About 65% of patients sought follow-up care for glaucoma after presentation to the Wills Eye Hospital emergency room (ER), according to Elliot G. Cherkas, BSc, the lead author of the study.

Not all patients sought follow-up care for glaucoma after presentation to the Wills Eye Hospital emergency room (ER), about 65% of the patients did so, according to Elliot G. Cherkas, BSc, the lead author of the study. He is from Sidney Kimmel Medical College, Thomas Jefferson University, Philadelphia.

Mr. Cherkas and coauthors conducted a retrospective chart review to home in on the clinical characteristics and demographic factors of the patients who presented for follow-up care after an ER visit for glaucoma.

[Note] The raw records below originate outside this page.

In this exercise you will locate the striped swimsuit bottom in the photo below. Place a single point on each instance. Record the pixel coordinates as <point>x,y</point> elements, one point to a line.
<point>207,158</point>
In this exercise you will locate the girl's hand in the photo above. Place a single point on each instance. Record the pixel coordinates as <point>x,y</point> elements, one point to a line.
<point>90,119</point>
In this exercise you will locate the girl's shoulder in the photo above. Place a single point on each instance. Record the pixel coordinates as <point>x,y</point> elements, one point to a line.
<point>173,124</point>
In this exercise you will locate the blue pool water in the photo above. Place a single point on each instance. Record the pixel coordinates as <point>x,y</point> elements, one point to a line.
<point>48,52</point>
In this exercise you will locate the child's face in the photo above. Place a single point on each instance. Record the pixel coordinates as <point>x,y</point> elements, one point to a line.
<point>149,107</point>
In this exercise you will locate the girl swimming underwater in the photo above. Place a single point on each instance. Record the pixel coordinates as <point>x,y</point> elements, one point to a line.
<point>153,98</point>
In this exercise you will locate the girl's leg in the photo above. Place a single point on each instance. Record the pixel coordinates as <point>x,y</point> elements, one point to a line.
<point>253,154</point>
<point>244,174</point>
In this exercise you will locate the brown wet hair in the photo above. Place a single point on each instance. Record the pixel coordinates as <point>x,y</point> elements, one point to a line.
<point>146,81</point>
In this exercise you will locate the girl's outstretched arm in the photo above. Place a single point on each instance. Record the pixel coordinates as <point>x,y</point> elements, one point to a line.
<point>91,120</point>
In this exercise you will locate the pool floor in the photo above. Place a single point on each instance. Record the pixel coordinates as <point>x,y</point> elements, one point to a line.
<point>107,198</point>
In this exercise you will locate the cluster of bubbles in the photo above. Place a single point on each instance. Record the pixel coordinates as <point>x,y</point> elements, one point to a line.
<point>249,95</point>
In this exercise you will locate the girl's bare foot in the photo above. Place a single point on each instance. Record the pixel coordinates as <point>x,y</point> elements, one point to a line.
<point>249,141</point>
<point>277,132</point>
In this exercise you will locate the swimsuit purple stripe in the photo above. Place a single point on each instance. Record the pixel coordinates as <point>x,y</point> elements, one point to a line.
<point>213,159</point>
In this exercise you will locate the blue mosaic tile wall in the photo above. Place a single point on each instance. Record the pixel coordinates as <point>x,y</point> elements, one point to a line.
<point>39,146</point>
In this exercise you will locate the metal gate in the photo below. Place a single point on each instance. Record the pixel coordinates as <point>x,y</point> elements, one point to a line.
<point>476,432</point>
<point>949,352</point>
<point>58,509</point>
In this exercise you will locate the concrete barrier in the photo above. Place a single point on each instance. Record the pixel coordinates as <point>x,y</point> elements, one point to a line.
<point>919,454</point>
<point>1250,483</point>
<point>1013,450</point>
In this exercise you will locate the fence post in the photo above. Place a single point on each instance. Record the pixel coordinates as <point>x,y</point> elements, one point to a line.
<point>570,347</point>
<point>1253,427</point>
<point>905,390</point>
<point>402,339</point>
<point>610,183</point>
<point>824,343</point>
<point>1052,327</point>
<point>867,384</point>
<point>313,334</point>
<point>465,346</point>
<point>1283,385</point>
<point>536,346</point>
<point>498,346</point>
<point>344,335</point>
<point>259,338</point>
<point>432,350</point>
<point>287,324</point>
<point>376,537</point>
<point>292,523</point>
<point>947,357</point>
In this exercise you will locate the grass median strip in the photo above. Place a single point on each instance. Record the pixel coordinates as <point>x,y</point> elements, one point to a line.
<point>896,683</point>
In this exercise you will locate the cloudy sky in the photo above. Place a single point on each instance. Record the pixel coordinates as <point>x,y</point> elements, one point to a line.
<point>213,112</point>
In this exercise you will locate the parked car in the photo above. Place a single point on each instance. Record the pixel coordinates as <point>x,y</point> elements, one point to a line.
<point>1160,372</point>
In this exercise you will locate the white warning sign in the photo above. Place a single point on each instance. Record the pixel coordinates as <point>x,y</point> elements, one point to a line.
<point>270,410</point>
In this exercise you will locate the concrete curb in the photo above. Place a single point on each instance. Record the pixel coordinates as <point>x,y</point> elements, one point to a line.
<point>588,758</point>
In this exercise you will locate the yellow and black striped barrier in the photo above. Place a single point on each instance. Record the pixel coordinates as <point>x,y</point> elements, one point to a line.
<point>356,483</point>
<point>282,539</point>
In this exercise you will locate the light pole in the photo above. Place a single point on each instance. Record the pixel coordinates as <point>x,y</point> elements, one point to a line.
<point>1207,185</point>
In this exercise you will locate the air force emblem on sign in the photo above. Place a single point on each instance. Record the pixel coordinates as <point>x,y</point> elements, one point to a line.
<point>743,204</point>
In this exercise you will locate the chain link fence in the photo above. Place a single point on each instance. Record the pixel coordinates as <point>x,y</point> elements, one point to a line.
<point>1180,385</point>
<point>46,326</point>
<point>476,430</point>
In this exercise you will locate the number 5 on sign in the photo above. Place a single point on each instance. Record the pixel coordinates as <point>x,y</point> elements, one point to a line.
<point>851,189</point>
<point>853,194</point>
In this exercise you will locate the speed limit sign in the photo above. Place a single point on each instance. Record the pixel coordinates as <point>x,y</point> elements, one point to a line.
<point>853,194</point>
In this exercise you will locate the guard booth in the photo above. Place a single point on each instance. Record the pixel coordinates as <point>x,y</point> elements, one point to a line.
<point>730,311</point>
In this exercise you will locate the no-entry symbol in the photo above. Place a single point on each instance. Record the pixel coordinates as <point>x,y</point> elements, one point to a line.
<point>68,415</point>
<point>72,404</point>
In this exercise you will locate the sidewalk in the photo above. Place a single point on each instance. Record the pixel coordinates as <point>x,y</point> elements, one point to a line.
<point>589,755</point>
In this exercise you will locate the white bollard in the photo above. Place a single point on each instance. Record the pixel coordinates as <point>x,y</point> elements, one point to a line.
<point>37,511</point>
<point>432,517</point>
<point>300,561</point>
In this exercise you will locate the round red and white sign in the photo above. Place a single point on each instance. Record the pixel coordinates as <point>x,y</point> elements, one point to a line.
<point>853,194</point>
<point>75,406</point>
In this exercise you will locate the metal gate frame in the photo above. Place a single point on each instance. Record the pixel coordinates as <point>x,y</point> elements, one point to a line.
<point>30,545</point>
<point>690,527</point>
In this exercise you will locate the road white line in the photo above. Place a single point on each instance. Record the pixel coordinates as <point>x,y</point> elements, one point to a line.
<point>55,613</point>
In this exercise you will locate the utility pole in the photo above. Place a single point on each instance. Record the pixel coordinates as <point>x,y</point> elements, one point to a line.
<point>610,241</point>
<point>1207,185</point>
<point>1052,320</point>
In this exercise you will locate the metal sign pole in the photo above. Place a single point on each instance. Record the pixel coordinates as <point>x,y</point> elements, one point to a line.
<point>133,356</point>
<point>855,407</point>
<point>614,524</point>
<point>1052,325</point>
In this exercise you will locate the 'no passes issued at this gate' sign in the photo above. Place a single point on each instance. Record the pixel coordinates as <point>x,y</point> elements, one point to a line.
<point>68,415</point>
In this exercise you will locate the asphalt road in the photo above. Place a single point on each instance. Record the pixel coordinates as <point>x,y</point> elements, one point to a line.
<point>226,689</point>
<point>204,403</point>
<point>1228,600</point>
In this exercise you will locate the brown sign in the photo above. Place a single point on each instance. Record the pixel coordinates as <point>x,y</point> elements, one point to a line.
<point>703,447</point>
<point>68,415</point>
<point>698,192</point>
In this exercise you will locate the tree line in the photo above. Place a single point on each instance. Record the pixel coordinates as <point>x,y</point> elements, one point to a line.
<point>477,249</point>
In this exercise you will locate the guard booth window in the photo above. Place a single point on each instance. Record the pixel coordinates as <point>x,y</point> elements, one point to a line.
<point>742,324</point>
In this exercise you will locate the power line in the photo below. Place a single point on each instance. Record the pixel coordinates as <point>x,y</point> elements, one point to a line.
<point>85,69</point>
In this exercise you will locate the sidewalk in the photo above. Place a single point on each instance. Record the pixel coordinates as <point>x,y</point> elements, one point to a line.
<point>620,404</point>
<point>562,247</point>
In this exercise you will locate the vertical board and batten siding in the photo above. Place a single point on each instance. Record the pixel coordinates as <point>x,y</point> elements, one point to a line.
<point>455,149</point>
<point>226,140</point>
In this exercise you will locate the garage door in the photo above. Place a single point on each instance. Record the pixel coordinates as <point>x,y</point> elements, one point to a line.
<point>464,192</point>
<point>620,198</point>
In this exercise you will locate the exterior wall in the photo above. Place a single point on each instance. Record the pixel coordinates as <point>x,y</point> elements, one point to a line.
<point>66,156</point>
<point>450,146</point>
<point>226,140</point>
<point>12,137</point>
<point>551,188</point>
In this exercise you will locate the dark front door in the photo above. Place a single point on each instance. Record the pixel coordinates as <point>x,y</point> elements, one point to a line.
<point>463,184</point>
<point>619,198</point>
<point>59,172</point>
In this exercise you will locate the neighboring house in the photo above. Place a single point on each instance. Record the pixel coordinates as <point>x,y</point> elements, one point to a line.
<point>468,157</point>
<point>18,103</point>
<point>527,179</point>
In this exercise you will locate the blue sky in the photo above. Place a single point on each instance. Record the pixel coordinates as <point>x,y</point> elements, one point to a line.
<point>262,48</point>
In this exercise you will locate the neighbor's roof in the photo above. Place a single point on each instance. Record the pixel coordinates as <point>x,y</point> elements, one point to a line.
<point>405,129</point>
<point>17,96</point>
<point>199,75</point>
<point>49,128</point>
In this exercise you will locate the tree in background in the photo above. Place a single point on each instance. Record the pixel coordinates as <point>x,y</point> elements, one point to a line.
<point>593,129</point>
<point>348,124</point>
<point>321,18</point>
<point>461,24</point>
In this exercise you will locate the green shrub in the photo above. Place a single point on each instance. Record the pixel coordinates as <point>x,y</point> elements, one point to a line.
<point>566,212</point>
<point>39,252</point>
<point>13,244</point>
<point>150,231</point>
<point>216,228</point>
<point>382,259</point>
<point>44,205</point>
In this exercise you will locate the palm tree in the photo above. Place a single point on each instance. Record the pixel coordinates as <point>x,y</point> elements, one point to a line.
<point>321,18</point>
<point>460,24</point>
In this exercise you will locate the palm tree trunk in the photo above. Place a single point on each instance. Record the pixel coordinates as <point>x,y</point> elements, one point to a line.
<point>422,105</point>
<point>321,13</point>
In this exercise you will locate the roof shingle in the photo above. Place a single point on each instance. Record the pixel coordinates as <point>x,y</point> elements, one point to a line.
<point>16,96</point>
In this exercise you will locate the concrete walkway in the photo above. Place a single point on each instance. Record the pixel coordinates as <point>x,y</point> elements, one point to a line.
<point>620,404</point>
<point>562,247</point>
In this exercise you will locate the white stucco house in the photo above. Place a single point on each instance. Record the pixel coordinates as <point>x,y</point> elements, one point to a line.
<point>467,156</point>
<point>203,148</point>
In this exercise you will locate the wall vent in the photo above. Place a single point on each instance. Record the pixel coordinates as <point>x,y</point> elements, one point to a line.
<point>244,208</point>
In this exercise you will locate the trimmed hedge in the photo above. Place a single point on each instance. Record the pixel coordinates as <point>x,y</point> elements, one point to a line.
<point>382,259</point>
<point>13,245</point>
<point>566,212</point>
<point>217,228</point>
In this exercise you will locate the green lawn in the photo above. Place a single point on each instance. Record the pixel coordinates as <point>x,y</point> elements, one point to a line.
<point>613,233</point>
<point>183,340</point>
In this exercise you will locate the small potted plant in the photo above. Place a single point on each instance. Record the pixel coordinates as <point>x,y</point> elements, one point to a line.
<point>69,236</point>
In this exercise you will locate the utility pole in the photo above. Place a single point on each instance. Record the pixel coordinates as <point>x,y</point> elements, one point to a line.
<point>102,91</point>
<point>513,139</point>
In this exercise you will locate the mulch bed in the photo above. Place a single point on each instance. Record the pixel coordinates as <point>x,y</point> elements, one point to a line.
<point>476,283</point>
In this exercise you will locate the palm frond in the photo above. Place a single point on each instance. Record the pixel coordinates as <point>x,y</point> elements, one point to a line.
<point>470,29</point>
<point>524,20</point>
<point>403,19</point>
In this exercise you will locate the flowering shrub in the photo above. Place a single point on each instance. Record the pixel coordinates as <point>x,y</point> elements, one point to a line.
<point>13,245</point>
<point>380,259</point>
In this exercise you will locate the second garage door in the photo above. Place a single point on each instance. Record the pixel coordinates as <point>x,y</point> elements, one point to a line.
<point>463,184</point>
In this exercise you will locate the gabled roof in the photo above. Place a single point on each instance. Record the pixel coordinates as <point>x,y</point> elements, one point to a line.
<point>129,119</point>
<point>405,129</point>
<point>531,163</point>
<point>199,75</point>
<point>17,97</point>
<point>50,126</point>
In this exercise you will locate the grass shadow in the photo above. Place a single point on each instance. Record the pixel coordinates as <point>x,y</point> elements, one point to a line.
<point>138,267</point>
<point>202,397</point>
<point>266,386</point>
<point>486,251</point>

The study, conducted from October 1, 2020, to March 1, 2021, included all patients who presented to the ER within those dates, to identify those referred for glaucoma care, regardless of their choices after the ER care.

The demographic data collected included the age, gender, zip code, and language; the clinical characteristics included the medical comorbidities, glaucoma type, previous glaucoma surgeries, visual acuity, intraocular pressure, and the cup-to-disc ratio, the follow-up at glaucoma subspecialty appointments, and the need for urgent surgery within 14 days of the ER visit. The authors defined blindness as a best-corrected visual acuity of20/200 or less.

Of the 7,438 patients who presented to the ER during the study period, 192 (2.6%) were referred for glaucoma follow-up care. The mean patient age was 60.6 years, and more than half, 55%, were women. Most patients were Black or Caucasian, i.e., 45% and 32%, respectively.

Almost two-thirds, 65.4%, were examined in a glaucoma subspecialty setting during the subsequent 30 days after presentation to the ER; 35.4% did not seek follow-up care. The investigators were unable to determine the status of 3 of the patients.

“Compared to patients who did not follow up within 30 days, those who did follow up were less likely to be unilaterally or bilaterally blind during their ER visit (45.9% vs. 54.5%, p = 0.024) and were more likely to require urgent surgery (29.5% vs. 4.7%, p < 0.01),” the authors concluded.